O’Hagan Meyer Hermosa Beach Partners, Sam Edgerton and Johnny Antwiler, recently secured a multi-step arbitration and appellate victory on behalf of the founders of an independent wealth hub and financial services advisory firm. This outcome marked the successful conclusion of a complex, multi-year FINRA dispute involving compensation claims exceeding $15 million.
The dispute arose when two branch managers sought substantial compensation related to the transfer of rising star producers between branches without corresponding remuneration. While one claimant was awarded $512,500, a critical post-hearing disclosure revealed that the client was entitled to a $375,000 offset based on a prior settlement—effectively reducing the payment obligation to $137,500, an amount already satisfied by the client.

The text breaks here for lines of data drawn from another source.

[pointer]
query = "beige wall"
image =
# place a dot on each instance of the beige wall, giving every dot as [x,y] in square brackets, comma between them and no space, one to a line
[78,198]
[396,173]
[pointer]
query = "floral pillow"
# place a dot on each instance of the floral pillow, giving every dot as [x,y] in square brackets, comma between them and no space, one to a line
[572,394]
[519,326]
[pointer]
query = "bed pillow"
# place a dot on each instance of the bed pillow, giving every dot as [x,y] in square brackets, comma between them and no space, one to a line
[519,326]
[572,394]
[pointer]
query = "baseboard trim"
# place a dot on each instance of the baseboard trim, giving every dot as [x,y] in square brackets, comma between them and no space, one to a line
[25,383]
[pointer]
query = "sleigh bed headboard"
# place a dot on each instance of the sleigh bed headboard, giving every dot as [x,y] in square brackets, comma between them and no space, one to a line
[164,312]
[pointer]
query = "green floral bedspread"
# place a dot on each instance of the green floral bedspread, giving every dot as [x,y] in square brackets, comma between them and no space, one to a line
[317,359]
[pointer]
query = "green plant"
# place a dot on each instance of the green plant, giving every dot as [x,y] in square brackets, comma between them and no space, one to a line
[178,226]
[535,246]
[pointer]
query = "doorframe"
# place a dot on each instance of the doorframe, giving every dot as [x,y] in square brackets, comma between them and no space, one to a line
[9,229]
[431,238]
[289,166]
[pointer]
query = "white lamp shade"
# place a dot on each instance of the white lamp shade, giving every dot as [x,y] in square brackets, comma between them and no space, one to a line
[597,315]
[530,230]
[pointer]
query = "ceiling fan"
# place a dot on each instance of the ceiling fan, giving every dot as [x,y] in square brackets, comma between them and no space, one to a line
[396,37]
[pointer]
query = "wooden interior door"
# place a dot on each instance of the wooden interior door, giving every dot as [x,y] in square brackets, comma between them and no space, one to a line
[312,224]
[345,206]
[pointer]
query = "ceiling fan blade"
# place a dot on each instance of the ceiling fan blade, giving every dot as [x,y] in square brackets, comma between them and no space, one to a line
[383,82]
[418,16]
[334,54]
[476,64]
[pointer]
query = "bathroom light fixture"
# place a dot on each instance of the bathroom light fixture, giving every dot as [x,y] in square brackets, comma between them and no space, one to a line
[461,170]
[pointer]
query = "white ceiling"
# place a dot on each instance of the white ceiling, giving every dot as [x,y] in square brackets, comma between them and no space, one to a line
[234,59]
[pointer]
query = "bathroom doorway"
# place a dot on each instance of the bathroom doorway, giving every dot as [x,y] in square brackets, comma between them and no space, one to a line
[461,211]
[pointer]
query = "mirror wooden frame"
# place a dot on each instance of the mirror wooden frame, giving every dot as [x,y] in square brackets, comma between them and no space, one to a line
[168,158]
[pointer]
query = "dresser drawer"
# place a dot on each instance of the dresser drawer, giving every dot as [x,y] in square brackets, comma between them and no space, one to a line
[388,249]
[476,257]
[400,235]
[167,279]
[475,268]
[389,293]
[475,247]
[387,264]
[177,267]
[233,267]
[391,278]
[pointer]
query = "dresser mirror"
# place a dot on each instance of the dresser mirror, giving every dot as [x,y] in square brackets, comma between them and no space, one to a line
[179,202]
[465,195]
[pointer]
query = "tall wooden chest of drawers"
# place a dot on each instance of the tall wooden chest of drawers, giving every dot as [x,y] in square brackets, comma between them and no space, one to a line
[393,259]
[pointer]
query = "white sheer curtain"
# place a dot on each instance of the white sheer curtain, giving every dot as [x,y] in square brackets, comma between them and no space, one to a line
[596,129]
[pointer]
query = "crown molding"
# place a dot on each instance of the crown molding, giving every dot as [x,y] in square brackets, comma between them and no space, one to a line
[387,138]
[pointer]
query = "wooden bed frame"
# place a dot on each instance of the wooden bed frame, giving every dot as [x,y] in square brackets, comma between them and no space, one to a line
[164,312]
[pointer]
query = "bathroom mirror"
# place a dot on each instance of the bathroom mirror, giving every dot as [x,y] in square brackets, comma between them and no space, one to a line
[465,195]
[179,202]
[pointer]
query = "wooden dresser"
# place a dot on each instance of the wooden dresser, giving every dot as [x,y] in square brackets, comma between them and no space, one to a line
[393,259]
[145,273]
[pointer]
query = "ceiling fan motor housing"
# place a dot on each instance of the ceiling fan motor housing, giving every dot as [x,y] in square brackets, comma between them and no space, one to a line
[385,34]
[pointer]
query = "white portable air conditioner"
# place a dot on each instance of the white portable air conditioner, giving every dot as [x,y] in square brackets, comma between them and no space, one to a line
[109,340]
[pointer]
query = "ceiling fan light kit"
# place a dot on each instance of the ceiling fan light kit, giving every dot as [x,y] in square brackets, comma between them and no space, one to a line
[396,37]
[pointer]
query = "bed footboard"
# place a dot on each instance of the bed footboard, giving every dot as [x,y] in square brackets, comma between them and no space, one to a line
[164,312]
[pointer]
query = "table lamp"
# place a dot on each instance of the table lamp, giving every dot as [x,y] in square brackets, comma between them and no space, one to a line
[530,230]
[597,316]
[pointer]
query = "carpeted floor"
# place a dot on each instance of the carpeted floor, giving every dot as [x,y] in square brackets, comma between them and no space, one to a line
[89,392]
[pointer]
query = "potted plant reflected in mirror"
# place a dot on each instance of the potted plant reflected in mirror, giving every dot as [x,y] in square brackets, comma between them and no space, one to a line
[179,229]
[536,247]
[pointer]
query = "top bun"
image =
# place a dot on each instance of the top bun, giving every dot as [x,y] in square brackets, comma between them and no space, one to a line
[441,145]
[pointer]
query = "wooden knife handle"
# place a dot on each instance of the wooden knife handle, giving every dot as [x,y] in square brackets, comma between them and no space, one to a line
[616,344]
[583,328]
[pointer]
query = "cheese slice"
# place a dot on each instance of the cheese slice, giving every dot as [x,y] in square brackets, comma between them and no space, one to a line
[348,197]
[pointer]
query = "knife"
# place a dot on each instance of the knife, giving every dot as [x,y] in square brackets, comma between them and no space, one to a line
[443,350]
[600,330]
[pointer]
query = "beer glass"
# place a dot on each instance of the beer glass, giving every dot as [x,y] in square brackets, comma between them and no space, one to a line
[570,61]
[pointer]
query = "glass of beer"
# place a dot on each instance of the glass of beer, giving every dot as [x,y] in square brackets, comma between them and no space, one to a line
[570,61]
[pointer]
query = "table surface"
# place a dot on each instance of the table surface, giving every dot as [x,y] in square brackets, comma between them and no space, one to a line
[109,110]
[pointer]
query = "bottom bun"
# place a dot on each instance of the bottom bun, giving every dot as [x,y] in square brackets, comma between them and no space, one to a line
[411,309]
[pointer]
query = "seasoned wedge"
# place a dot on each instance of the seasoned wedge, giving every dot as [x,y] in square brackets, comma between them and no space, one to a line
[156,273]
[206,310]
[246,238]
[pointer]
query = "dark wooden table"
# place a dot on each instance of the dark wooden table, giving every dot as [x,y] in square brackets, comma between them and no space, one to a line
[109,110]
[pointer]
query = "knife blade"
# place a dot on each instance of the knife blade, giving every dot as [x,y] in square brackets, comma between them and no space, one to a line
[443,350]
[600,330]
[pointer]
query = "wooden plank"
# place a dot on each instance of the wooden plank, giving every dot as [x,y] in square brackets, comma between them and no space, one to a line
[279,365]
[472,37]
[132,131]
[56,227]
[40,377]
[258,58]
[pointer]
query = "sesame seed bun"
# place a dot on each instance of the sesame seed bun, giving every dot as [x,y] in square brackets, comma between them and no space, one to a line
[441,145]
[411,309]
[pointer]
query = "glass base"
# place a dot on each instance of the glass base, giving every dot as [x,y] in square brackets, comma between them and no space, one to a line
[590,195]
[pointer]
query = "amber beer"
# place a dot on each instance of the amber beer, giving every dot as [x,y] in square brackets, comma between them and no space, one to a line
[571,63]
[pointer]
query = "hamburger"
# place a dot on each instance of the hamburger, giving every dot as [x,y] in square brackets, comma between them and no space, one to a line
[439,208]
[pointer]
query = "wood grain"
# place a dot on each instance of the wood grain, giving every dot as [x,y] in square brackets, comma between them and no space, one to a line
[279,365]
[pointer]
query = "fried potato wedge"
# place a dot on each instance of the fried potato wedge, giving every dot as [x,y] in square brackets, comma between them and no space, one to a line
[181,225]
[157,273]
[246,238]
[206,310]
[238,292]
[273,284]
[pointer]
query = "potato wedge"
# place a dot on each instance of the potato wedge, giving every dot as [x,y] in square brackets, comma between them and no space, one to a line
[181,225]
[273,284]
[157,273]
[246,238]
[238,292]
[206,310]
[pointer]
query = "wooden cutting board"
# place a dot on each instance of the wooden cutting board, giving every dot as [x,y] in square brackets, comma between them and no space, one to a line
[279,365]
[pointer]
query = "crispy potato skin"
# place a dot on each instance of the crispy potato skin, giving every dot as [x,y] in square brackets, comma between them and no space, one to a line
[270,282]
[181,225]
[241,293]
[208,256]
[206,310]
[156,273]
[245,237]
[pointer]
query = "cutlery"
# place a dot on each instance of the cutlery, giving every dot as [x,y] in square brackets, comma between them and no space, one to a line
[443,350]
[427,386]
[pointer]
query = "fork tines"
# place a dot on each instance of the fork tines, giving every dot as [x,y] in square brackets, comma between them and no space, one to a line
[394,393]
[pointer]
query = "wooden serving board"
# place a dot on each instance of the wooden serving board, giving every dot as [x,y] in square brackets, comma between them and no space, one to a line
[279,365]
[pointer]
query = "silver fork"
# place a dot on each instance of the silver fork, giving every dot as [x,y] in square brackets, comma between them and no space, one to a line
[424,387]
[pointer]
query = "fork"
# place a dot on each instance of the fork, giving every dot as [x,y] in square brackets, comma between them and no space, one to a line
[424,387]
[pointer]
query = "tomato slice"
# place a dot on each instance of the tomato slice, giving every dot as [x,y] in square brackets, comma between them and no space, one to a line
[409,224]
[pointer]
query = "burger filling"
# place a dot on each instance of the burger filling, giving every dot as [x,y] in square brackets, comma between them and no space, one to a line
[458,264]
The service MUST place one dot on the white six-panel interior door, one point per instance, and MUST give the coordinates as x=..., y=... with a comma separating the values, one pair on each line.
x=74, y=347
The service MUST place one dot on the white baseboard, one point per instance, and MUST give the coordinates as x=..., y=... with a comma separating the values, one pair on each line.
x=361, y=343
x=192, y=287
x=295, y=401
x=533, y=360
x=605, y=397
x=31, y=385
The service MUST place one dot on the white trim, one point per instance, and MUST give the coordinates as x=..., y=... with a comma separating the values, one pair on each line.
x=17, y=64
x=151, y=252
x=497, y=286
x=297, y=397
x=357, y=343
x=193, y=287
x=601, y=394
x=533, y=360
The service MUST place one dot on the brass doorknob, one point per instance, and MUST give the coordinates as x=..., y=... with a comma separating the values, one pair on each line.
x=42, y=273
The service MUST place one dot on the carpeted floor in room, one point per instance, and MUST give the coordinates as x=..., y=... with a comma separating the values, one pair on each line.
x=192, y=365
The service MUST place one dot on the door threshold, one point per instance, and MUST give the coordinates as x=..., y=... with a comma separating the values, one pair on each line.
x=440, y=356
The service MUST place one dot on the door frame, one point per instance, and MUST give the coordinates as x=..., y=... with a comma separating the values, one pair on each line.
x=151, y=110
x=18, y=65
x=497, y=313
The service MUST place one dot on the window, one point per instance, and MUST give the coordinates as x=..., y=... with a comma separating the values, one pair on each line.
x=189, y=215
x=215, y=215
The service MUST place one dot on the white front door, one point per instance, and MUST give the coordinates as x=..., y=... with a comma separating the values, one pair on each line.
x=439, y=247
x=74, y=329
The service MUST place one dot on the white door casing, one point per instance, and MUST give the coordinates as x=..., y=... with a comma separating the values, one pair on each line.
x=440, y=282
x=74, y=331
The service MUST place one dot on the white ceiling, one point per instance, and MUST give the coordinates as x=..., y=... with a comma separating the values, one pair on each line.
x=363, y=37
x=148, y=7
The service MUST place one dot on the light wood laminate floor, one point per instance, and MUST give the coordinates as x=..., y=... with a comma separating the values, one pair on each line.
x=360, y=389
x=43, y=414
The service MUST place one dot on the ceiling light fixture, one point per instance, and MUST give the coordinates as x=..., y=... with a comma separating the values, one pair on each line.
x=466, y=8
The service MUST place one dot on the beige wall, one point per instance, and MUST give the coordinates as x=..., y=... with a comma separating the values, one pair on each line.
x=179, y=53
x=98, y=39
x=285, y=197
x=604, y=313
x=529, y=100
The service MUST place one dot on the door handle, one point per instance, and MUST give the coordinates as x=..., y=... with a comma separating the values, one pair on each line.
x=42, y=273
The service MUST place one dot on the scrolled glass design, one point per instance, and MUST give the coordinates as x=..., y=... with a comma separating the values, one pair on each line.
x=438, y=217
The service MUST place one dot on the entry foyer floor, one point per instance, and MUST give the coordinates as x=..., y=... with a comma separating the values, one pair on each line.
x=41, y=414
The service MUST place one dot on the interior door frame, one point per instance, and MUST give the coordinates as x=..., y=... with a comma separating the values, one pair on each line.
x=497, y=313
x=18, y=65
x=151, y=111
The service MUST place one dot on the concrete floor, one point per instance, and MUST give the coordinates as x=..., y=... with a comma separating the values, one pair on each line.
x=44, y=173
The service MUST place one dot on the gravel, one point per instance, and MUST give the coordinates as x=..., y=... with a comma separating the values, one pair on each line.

Despite this, the Superior Court initially declined to recognize the offset and ordered full payment. “The refusal to acknowledge the offset as a ‘credit’ was a significant hurdle,” explained Edgerton. “The Superior Court recognized the entire award, so we had to fight to prevent suspension so that it could be appealed—even though we were not actually appealing the underlying award, which was silent as to the unspoken credit referred to only as an ‘offset.’ Opposing counsel successfully argued to the Superior Court that this offset had already been taken into account by the FINRA arbitration panel. Our team immediately recognized the need for an immediate regulatory stay to stop FINRA from enforcing the full award and to appeal the Superior Court’s ruling entering judgment.”
The O’Hagan Meyer defense team appeared before the FINRA Office of Hearing Officers and successfully halted an attempted statutory suspension of the founders’ licenses, preserving their ability to operate during the appeal process. After proving that the credit offset had not been discussed, the Court of Appeal ultimately ruled in favor of our clients, finding that the offset was in fact a credit that had not been incorporated into the original FINRA award. It then remanded the matter to a new FINRA panel for reconsideration.
Antwiler reflected on the arbitration phase, noting, “Presenting the case before a fresh FINRA panel was a critical win. It ensured the panel would apply the award from the perspective and directive of the Court of Appeal. We approached it with precision and clarity, underscoring the legitimacy of the credit offset and our clients’ previous compliance with their obligations.”
The subsequent FINRA panel ruling fully validated the clients’ position, concluding that the total award of $137,000 was satisfied. It further awarded $10,000 in attorney’s fees. This outcome not only vindicated the clients’ stance but also highlighted the effectiveness of persistent, strategic legal advocacy in complex financial disputes.
“This victory is a testament to the importance of meticulous legal strategy and perseverance,” Edgerton noted. “It underscores how detailed contractual provisions, like settlement offsets, must be carefully enforced to protect business interests.”
The case exemplifies the critical role of veteran and highly tactical defense counsel in navigating regulatory frameworks and arbitration processes—particularly in the financial services sector, where stakes are high and outcomes can significantly impact business operations and reputations.